Rochelle Sutin, a Holocaust survivor whose fight against the Nazis during World War II became the stuff of legend, died in a St. Louis Park nursing home Sunday.
Sutin, 86, had recently had a stroke, said her daughter, Cecilia Dobrin.
"She was a hero," Dobrin said of her mother, whose life was captured in a book and a play and told numerous times through speeches and articles about her and her husband, Jack Sutin. "She lived her entire life with great courage. She will be greatly missed by everyone who knew her and loved her. But her spirit will live forever in our hearts and minds. "
Rochelle Sutin was born and raised in the town of Stolpce in pre-war Poland, in a part of Eastern Europe that is now part of Belarus.
At the age of 16, after being captured by the invading Nazi forces and seeing dozens of relatives killed, she escaped into the woods to join the resistance movement in the area.
In the Polish woods she met Jack Sutin. The two spent years fighting the Nazis and caring for one another despite the deprivation, terror and constant threat of death.
"We were in love for 68 years," Jack Sutin said Sunday night. "She was a wonderful woman. When I was in the underground I was very sick and she took care of me. I am alive today because of her."

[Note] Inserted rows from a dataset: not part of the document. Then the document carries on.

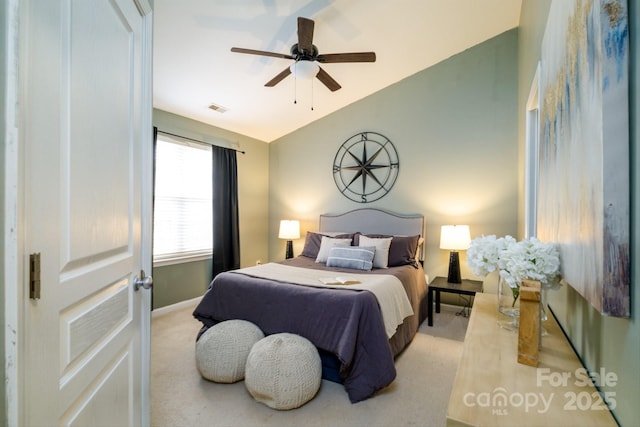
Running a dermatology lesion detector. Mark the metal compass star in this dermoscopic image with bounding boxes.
[343,142,389,192]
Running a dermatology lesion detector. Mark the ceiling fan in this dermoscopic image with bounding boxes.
[231,17,376,92]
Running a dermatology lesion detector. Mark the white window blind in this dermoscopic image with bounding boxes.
[153,135,213,264]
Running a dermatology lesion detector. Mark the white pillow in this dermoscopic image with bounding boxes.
[316,236,351,262]
[358,235,393,268]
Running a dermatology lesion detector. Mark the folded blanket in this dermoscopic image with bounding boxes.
[234,263,413,338]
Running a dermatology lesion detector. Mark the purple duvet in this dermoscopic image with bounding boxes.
[194,258,426,403]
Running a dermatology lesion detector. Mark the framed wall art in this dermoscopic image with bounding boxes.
[536,0,630,317]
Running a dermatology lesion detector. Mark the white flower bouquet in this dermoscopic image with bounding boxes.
[467,235,560,304]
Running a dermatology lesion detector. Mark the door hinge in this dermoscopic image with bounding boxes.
[29,252,40,299]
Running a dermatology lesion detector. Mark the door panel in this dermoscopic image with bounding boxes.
[22,0,151,426]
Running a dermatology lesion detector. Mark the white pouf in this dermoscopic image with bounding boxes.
[245,333,322,409]
[196,320,264,383]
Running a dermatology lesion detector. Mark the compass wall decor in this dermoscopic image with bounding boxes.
[333,132,400,203]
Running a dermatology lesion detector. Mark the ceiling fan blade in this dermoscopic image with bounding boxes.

The couple married on Dec. 31, 1942, in an underground bunker in the middle of the war.
After the war, the couple were taken to a displaced persons camp in Germany, living there before migrating to the United States, where they joined an uncle of Rochelle Sutin's in St. Paul in 1949.
The couple started an import business a few years later, Rochelle, Inc. They ran it for a number of years, into the 1970s with Rochelle Sutin serving as vice president.
Cecilia Sutin said the company was very successful, having as clients a number of Fortune 500 companies.
Cecilia Dobrin said the difficulties her mother endured growing up gave her a greater appreciation for family and the successes of her life.
"She knew how easily it could be taken away," Dobrin said. "But she was not bitter. She [and my father] knew that the best revenge was to be happy and have a family."
The Sutins were forthright in sharing their life stories with their two children. In fact, Cecilia, now 63, was born in the displaced persons camp.
"It was a natural thing," Dobrin said. "Like any parent would tell their child about their history."
In 1995, the Sutin story went public. The couple's son, Larry, published a book about their exploits. "Jack and Rochelle: A Holocaust Story of Love and Resistance" gained international acclaim.
Services will be held at 1 p.m. Tuesday in Adath Jeshurun Congregation in Minnetonka. Burial will follow at Adath Yeshurun cemetery in Edina.